U.S. Olympic and Paralympic Committee Spokesman Jon Mason previously put out a statement that opposes boycotts as they “have been shown to negatively impact athletes while not effectively addressing global issues.” The administration, however, has yet to declare its position on a boycott.

The Olympic games are set to open in Beijing on February 4, 2022.

Pema Doma, campaigns director at Students for a Free Tibet, said she finds it “unconscionable that the Winter Olympic Games are going on in China” even as China is engaged in human rights violations. “How can members of the international community plan to engage in friendly sporting competition… while our cultures are being annihilated?”

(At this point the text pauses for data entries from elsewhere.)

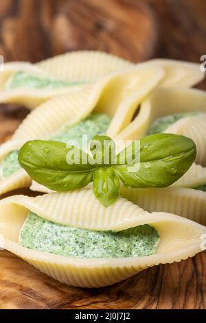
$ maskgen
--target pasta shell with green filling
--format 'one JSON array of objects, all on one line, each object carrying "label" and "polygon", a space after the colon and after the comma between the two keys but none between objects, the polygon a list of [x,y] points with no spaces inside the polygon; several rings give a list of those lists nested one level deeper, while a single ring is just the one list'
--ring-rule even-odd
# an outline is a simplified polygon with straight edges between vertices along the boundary
[{"label": "pasta shell with green filling", "polygon": [[[95,60],[93,59],[94,53]],[[199,64],[196,63],[170,59],[153,59],[141,64],[148,67],[150,65],[160,66],[164,69],[165,78],[160,83],[160,85],[164,87],[174,86],[190,87],[201,82],[205,77],[205,74],[200,69]],[[91,78],[93,77],[95,80],[97,75],[102,76],[106,71],[109,74],[121,70],[124,66],[134,67],[135,65],[137,64],[117,56],[92,51],[64,54],[37,64],[38,67],[52,73],[57,78],[61,78],[65,80],[67,80],[68,75],[71,75],[72,72],[76,74],[74,80],[76,77],[78,79],[84,79],[85,75],[90,75]]]},{"label": "pasta shell with green filling", "polygon": [[93,51],[59,55],[36,64],[7,63],[0,75],[0,102],[33,109],[49,98],[132,66],[122,58]]},{"label": "pasta shell with green filling", "polygon": [[196,146],[196,163],[206,166],[206,113],[181,119],[164,131],[182,135],[192,139]]},{"label": "pasta shell with green filling", "polygon": [[119,133],[122,139],[146,135],[159,118],[184,112],[206,112],[206,91],[196,89],[157,87],[141,102],[137,116]]},{"label": "pasta shell with green filling", "polygon": [[[149,213],[119,198],[106,209],[91,189],[53,193],[36,198],[16,196],[0,201],[1,247],[61,282],[82,287],[112,285],[140,271],[194,256],[204,249],[206,227],[165,212]],[[28,211],[55,223],[89,230],[117,230],[149,224],[160,240],[154,254],[124,258],[74,258],[33,250],[19,243]]]},{"label": "pasta shell with green filling", "polygon": [[183,187],[129,188],[121,195],[148,212],[166,212],[206,225],[206,192]]},{"label": "pasta shell with green filling", "polygon": [[[116,135],[122,124],[126,125],[130,122],[129,115],[133,115],[136,107],[155,87],[163,75],[161,67],[139,66],[104,78],[87,88],[47,101],[23,120],[10,142],[1,146],[0,162],[2,163],[6,154],[22,146],[21,144],[15,146],[12,151],[10,147],[14,142],[16,144],[16,142],[19,143],[32,139],[48,140],[62,126],[71,127],[84,120],[92,111],[116,118],[113,129]],[[27,180],[23,180],[25,173],[21,172],[21,182],[19,178],[17,181],[14,181],[16,177],[14,179],[14,176],[12,174],[6,179],[1,177],[0,194],[27,186]]]},{"label": "pasta shell with green filling", "polygon": [[148,61],[164,68],[165,76],[161,82],[163,87],[192,87],[205,78],[199,64],[182,60],[155,58]]},{"label": "pasta shell with green filling", "polygon": [[173,186],[197,188],[206,184],[206,113],[187,117],[176,121],[164,131],[183,135],[195,142],[197,148],[196,163]]}]

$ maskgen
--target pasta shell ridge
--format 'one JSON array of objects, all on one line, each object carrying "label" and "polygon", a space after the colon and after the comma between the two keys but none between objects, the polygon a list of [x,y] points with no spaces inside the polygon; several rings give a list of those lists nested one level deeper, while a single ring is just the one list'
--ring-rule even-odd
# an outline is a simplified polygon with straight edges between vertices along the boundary
[{"label": "pasta shell ridge", "polygon": [[[82,201],[84,194],[85,198]],[[87,201],[88,197],[90,199],[89,203]],[[85,227],[87,223],[88,228],[95,227],[100,230],[102,227],[104,230],[104,223],[106,223],[108,227],[123,230],[128,226],[151,224],[157,228],[160,235],[157,252],[152,256],[123,259],[76,259],[31,250],[19,245],[18,236],[28,210],[38,210],[43,214],[47,212],[50,203],[53,206],[54,204],[59,205],[58,208],[60,209],[60,214],[67,214],[65,219],[67,219],[68,225],[76,223],[80,225],[81,223],[80,227]],[[87,219],[87,214],[91,213],[91,203],[93,205],[92,221],[91,219]],[[130,277],[148,267],[159,263],[180,261],[203,249],[201,236],[205,234],[206,228],[195,222],[168,213],[150,214],[122,198],[108,209],[104,209],[100,203],[97,208],[95,203],[98,203],[91,189],[83,189],[72,193],[54,193],[36,198],[11,197],[1,200],[0,234],[1,241],[4,243],[3,247],[55,279],[68,285],[83,287],[111,285]],[[119,214],[117,212],[119,203],[119,210],[124,210],[124,216],[122,213]],[[61,205],[64,206],[61,208]],[[69,211],[68,208],[70,208]],[[128,218],[127,210],[130,214],[130,208],[133,209],[133,212],[130,217]],[[80,214],[82,210],[83,215]],[[62,217],[59,217],[55,210],[54,212],[56,215],[54,216],[53,214],[50,219],[54,221],[55,217],[56,221],[58,221],[61,217],[62,222]],[[106,216],[106,212],[109,213],[109,216]],[[48,214],[47,212],[47,214]],[[73,219],[71,221],[72,214]],[[106,215],[106,220],[102,216],[104,214]]]}]

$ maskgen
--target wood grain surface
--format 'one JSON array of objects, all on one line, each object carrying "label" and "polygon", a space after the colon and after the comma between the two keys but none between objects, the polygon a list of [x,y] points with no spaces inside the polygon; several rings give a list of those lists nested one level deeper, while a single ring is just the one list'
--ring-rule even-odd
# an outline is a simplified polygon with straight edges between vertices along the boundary
[{"label": "wood grain surface", "polygon": [[[36,61],[54,53],[95,48],[136,61],[154,55],[196,62],[206,54],[205,0],[108,0],[110,5],[114,3],[111,10],[102,5],[105,0],[78,2],[82,3],[80,16],[72,0],[0,0],[0,54],[7,60]],[[27,10],[35,12],[38,19],[30,21]],[[143,16],[151,25],[148,18],[144,25]],[[113,30],[114,25],[117,27]],[[145,34],[139,36],[144,29],[148,38]],[[139,39],[147,45],[146,52]],[[205,82],[198,87],[206,89]],[[27,113],[17,106],[0,107],[1,142]],[[205,271],[206,252],[202,252],[179,263],[150,268],[109,287],[78,289],[60,284],[1,251],[0,309],[206,309]]]},{"label": "wood grain surface", "polygon": [[139,61],[152,57],[157,43],[152,11],[136,0],[1,0],[0,19],[5,61],[77,49]]}]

She said that granting Beijing the Olympic games is akin to giving the Chinese government a stamp of approval — or legitimacy for its actions — around the world, and “emboldens China to trample on our dignity and wipe out our chance of survival.” 

She asked that, instead of supporting Beijing, the Biden administration “make clear that there is a red line that no government can ever cross, and that line is genocide… If these games go ahead once again, [it is] the death of human rights and death of the new world order.”

Tursunay Ziawudun, an Uyghur camp survivor was also on hand to share her harrowing experiences including sexual abuse, rape, torture, and political indoctrination. 

“Inside the camp, I faced so many unbelievable and terrible tortures,” said Ziawudun through an interpreter. “I experienced it with my own eyes, and I lived through it. I am out, but I still deal with serious health conditions. They damaged me.”

And Frances Hui, an activist, asylum seeker, and director at We The Hongkongers, joined with the call to boycott the Beijing Olympics as she objects to the fact that China, committing human rights abuses, would be honored to host the Olympics games while so many of her friends and family are dishonored by the country.

“China is not planning to let Hong Kong be Hong Kong, neither will they do the same for Uyghurs or Tibetans. I want to tell the IOC that this is personal to me and millions… who can never return home for their entire life.”

Wangchen, who spent six years in a Chinese jail for his challenge to the 2008 Beijing Olympics, said, “I’m urging the Biden administration… to take some responsibility and safeguard human rights.”